A new part of my job is to run my office’s ISDN booth for radio interviews during the afternoon. I set the booth up for the interview, establish the connection with the radio program, help the person being interviewed get settled, then listen in another room in case there are any problems that might require my attention.
I think I average about one session a week. Some weeks, there are several interviews; others, there are none.
In the few years since we’ve had the booth, more than 100 members of the Harvard community have been in our studio. We’ve worked with many different radio programs, including those affiliated with the BBC and National Public Radio.
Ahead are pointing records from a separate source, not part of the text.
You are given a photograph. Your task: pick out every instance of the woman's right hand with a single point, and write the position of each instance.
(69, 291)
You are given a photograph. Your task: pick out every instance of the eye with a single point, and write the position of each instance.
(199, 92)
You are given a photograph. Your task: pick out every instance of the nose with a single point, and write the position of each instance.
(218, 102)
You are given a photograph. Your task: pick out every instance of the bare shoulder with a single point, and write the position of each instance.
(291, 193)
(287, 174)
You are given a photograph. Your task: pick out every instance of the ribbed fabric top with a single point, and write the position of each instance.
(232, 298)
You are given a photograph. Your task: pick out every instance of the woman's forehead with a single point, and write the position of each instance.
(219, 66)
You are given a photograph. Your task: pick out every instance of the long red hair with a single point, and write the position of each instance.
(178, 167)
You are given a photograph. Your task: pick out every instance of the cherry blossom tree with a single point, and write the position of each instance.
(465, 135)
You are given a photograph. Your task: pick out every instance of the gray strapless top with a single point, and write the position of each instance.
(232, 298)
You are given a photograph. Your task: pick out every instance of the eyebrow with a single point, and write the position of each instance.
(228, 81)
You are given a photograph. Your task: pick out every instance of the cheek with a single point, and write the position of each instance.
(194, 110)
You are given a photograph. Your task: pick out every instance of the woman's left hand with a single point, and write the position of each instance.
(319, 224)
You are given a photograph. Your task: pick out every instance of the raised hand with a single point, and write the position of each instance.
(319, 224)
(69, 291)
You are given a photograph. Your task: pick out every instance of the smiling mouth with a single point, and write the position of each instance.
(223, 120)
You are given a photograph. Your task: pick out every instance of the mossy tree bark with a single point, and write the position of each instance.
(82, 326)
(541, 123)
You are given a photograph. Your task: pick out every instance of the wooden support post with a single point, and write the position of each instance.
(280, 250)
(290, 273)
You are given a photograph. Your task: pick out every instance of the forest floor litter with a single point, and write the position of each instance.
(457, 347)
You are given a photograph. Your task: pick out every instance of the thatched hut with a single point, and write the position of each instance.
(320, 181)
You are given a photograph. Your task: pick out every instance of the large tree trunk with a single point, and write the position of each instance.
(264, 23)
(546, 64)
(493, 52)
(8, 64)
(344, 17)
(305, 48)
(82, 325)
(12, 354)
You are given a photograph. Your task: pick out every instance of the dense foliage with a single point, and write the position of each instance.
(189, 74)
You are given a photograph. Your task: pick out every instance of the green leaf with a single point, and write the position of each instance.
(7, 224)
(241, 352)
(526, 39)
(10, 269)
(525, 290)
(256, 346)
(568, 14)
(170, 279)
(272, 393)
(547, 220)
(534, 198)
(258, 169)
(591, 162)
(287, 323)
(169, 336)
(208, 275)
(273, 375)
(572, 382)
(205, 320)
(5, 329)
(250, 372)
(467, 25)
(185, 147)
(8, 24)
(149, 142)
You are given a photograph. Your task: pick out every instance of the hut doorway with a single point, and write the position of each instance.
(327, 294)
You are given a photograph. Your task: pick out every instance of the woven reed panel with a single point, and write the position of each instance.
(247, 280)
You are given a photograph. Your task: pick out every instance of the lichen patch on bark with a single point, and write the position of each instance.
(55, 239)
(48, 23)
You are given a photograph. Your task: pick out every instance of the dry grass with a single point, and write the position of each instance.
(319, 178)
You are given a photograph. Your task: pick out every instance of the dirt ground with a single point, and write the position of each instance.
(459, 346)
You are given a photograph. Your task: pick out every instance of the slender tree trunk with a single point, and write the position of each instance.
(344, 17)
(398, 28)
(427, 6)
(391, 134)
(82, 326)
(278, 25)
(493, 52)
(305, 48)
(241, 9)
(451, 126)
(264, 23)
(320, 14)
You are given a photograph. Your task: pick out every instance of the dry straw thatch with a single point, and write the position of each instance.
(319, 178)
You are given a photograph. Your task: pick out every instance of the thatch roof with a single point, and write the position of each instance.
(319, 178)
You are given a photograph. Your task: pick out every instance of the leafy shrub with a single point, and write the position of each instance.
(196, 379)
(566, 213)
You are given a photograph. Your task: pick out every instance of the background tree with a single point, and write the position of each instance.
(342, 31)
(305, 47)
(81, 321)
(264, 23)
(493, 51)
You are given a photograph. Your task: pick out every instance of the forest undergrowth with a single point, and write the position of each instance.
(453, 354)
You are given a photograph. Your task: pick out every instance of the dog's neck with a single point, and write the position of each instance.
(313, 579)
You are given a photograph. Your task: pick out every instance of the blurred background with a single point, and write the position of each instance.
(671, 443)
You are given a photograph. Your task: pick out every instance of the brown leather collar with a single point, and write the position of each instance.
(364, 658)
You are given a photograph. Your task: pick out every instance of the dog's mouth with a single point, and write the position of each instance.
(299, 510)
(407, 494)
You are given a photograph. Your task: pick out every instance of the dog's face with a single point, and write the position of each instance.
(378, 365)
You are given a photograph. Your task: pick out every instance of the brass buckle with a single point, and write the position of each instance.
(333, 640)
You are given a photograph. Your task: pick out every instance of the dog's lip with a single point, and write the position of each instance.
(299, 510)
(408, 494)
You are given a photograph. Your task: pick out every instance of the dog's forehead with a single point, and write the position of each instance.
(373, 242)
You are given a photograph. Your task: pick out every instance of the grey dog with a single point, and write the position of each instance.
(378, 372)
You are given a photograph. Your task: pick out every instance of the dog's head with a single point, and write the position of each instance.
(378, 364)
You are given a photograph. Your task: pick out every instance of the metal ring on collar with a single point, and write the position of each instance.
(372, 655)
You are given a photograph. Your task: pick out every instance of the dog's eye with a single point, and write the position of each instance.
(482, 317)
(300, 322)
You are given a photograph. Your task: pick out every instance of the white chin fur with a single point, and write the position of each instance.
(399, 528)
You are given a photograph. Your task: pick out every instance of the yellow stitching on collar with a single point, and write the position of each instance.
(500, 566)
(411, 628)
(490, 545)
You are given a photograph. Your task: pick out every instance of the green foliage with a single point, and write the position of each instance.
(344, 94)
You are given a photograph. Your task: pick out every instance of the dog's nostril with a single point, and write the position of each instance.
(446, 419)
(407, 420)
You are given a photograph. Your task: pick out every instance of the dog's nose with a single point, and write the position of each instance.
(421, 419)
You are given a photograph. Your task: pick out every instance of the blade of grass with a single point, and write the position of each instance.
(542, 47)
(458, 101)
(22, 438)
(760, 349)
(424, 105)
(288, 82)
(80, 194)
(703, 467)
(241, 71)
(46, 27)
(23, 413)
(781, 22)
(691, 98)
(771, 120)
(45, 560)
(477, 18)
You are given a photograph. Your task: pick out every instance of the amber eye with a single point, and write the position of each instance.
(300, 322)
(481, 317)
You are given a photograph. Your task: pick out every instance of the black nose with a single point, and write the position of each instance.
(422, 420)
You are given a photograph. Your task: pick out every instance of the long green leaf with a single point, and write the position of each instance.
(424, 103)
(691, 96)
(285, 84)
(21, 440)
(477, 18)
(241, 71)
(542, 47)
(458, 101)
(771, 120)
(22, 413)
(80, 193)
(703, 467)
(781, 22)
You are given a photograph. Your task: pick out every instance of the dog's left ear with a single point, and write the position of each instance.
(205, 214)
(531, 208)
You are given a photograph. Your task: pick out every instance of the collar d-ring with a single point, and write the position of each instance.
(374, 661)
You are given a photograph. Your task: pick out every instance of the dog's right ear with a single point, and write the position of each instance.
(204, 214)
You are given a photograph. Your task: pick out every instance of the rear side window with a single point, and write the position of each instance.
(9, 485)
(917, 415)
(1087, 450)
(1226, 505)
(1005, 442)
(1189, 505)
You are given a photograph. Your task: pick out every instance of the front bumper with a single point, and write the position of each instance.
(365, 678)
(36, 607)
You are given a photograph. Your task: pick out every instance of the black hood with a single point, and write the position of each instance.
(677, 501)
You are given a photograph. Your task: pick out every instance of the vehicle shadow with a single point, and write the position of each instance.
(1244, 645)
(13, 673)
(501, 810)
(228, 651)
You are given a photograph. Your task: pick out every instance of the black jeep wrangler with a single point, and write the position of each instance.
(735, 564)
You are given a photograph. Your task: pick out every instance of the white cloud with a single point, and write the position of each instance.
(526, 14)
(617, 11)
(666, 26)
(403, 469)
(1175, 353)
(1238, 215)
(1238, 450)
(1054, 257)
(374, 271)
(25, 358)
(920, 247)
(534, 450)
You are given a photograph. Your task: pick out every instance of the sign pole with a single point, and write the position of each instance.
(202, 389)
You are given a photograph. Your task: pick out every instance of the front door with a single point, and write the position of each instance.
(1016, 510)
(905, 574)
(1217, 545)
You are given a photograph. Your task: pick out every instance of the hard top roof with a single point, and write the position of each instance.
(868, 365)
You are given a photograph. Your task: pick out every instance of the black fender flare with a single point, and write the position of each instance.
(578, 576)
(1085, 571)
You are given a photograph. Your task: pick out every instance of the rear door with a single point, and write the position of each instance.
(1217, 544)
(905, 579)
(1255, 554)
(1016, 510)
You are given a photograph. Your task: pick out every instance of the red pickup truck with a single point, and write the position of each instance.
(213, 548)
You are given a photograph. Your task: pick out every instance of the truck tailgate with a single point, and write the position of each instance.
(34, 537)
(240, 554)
Here are some things I especially like about running the interviews:
- Recently, a producer called me after a taping to thank me for coordinating a late afternoon interview on short notice. Many times, they say thanks during the course of the interview, but that usually is after the recording or live broadcast is finished, so it doesn’t make it on the air.
- Sometimes the radio program mentions the interview is coming from Harvard on the air, like in this National Public Radio interview with Samantha Power that aired on Saturday, August 7.
- The coworker who runs the booth in the morning was named on the air for his work with an interview a few months ago.
- I can learn a little bit more about a host’s personality while listening to him get an interviewee settled and ready for discussion.
- Like everything else in news, I get to learn all sorts of neat things in the process of running an interview.
- It seems like a really quirky skill for a librarian to have.